Dreams and History
World Cup returns to Lord’s after twenty years and the English cricket enthusiasts are all set to witness the final match between England and New Zealand . Aayush Kaudare( 2019 batch) brings us nuggets of history of the iconic stadium, and his vaulting aspirations.
I joined Don Bosco School, the sporting giant of the city, in Std. IX, to pursue my dream of becoming a cricketer.

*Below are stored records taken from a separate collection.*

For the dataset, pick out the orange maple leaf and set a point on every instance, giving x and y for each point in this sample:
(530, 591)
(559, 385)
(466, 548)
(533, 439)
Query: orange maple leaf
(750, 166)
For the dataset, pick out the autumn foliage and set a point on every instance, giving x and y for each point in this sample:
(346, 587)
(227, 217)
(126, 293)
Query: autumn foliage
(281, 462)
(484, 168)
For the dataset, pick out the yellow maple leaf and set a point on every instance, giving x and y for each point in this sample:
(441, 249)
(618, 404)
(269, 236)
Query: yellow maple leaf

Around that time I got the rare opportunity to visit Lord’s, ‘the home of cricket’, with my father. I was overwhelmed
When we were at the entry gate, I forgot my inhibitions, and touched my forehead to the ground, as it is no less than a temple for a cricketer .There was a distinct whiff of history , glory and ambition, that wafted through the portals at Lord’s. The aura the stadium exuded cannot be described in words, and the feeling I had was such as I had never felt before. Each room and corridor had paintings of cricketing greats and memorable moments. I was mesmerised by the facts shared by the tour guide. The cricket ground was named after its founder, Thomas Lord.

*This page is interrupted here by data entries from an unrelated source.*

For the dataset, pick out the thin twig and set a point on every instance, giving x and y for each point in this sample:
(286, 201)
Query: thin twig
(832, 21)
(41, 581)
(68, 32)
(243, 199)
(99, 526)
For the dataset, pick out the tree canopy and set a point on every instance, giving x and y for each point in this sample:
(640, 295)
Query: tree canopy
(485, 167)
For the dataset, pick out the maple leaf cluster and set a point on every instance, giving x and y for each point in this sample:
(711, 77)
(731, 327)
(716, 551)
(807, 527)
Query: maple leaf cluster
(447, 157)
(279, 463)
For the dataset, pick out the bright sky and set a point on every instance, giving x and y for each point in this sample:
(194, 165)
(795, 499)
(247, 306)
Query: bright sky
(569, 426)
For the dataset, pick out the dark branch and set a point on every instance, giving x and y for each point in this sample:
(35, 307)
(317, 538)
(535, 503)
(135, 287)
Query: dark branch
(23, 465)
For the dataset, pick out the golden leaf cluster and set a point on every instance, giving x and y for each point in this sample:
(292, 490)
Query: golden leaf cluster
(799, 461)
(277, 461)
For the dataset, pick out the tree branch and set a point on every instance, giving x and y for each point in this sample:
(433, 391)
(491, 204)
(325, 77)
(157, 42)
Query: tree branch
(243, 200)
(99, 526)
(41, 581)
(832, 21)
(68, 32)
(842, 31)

There is a special room for the Honours Board, that commemorates bowlers who have taken a five wicket haul or batsmen who have scored a century in an innings in a test matchat Lord’s.Only a few are fortunate to etch their names on it. Even a certain god of cricket who batted at number four was unsuccessful to get his name on the board. It houses the MCC ( Marylebone cricket club ) museum, which is the oldest sports museum in the world and contains the world’s most celebrated collection of cricket memorabilia .Lord’s also has one of the largest and most comprehensive collection of books and publications dedicated to cricket. Lord’s also has a bronze statue of Sir William Gilbert Grace who was the captain of the England cricket team and was instrumental in the development of cricket.

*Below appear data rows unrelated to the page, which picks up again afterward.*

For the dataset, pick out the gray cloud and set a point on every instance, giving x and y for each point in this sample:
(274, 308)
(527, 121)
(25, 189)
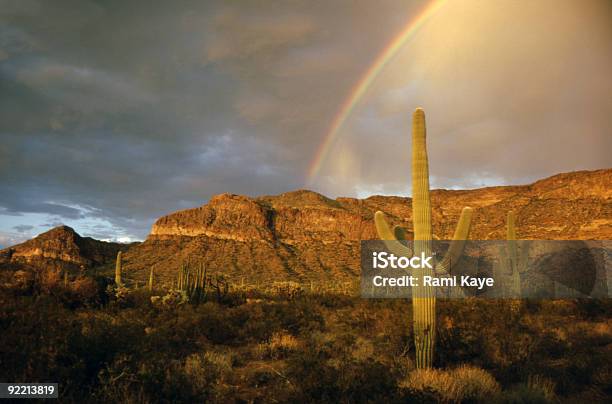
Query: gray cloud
(113, 113)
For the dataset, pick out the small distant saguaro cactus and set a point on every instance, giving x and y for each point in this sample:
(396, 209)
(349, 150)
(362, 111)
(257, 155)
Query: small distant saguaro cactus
(514, 258)
(423, 297)
(118, 265)
(193, 284)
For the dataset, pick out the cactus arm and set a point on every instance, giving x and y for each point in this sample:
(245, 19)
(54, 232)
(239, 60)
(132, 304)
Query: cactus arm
(457, 245)
(385, 234)
(423, 298)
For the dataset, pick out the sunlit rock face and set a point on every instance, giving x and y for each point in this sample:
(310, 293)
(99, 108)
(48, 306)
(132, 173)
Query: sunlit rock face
(61, 247)
(303, 235)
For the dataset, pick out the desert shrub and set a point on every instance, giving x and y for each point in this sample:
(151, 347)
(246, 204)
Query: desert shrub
(278, 346)
(462, 384)
(286, 290)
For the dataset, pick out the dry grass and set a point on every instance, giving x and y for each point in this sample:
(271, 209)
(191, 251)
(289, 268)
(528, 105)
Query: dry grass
(465, 383)
(279, 345)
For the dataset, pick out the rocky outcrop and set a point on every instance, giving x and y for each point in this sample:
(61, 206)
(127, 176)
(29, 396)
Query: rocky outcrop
(61, 247)
(303, 235)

The first recorded game played at the current ground was between Marylebone Cricket Club and Hertfordshire on 22 June 1814. The first test match played at Lord’s was between England and Australia on 21 July 1884. The first England players on the honours board were Allan Steel (148 vs Australia), Ted Peate (6-85 vs Australia) and George Ulyett (7-36 vs Australia) all in the 1884 test against Australia. The guide also told us about the highest individual score in a test match at Lords is 333 not out by Sir Graham Gooch (England) vs India in 1990. The best bowling figures are by Ian Botham (England) with 8-34 against Pakistan in 1978. The highest team total at Lord’s in a test match was by Australia in 1930 with 729/6 declared.
It was time to step onto the hallowed grounds. I just stood there silent, breathing fresh air. I imagined myself there with 30000 spectators cheering my name. While leaving I was gutted, as I thought I belonged there. I promised myself on the ground,amidst the silence, that I would work hard and make my dream come true and get my name on the Honours Board.